3.1 Experimental Setup

In the experimental stage, a random forest and a SVM classifier were built which operated on the regions defined by the superpixels generated by Algorithm 1. A total of 384 features were extracted from 100 WSIs including local binary patterns and statistics derived from the histogram of the three-channel HSD color model as well as texture features, e.g. color SIFT. The proposed method was compared with superpixels generated by SLIC [1] and tetragonum (non-superpixel). The experiments used the adenocarcinoma and squamous cell carcinoma lung cancer images from the NLST (National Lung Screening Trial) Data Portal1Footnote 1. We conduct 10-fold cross-validation before recording and perform all experiments in a workstation of Intel i7-4770 CPU.

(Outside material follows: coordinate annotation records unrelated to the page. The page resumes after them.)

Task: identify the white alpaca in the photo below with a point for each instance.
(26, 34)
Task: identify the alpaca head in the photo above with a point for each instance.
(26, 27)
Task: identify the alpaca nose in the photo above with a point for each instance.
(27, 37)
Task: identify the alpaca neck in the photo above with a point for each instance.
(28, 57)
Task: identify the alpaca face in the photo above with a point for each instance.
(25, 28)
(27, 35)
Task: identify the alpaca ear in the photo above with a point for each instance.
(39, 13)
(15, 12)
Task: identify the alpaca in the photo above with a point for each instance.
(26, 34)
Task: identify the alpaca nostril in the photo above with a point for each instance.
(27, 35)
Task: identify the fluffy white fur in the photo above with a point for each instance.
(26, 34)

Table 1. The table presents the comparison results of the proposed superpixels, SLIC and tetragonum (non-superpixel) in term of classification statistics including: the rate of error classification, precision and recall. Tetragonum: sliding rectangular windows.

3.2 Numerical Results

Due to the overwhelming fidelity of our superpixels, the classifier operates over the regions segmented by the proposed superpixel algorithm is able to deliver better classification accuracy (See Table 1). Since the feature descriptors were built on the patches segmented by contours of superpixels, the better the superpixel fitting the natural boundaries, the better the extracted features characterize the sample patches. In Fig. 3, we show a typical process of recursive coarse-to-fine refinement over the multi-resolution image set for lung cancer histopathology images. We first do a coarse-to-fine superpixel generation over low magnification image (Step 1 & 2), and then we map the superpixel mask (Fig. 3) to an image of higher magnification (Step 3) and repeat the Step 1 & 2. The recursive refinement does not stop until the image of highest resolution (WSI) with converged energy function [10]. Due to the reduced complexity of superpixel construction, we could significantly finish the patch-feature extraction in a much shorter time. Our method is possible to shrink the processing time cost to B/N, where N \(\gg \) B in WSI. The ROC curves indicates the improvement on ROI detection accuracy brought by the new superpixel algorithm.

Fig. 3.
figure 3

A coarse-to-fine approach operates on a multi-resolution images set of a lung cancer WSI: (1) Coarse segmentation of superpixels using large blocks in images of low magnification (180\(\times \)180); (2) Refine the segmentation using small blocks; (3) Mask mapping to images of higher magnification (\(3*10^3\times 5*10^3\)); (4) ROC of random forest classifier trained on set of superpixel-based patches generated by our algorithm [10], SLIC [1] and rectangular patches.

4 Conclusion

In the paper, we presented a novel solution to fast detection of ROI in whole slide lung cancer histopathology image. We integrated the novel superpixel generation algorithm with a multi-level block-wise optimization scheme. Our algorithm performed a faster and finer ROI detection and segmentation process, which ensure a more accurate classification of ROI. The effectiveness and efficiency of our algorithm has been verified on large histopathology WSI database, e.g. NLST.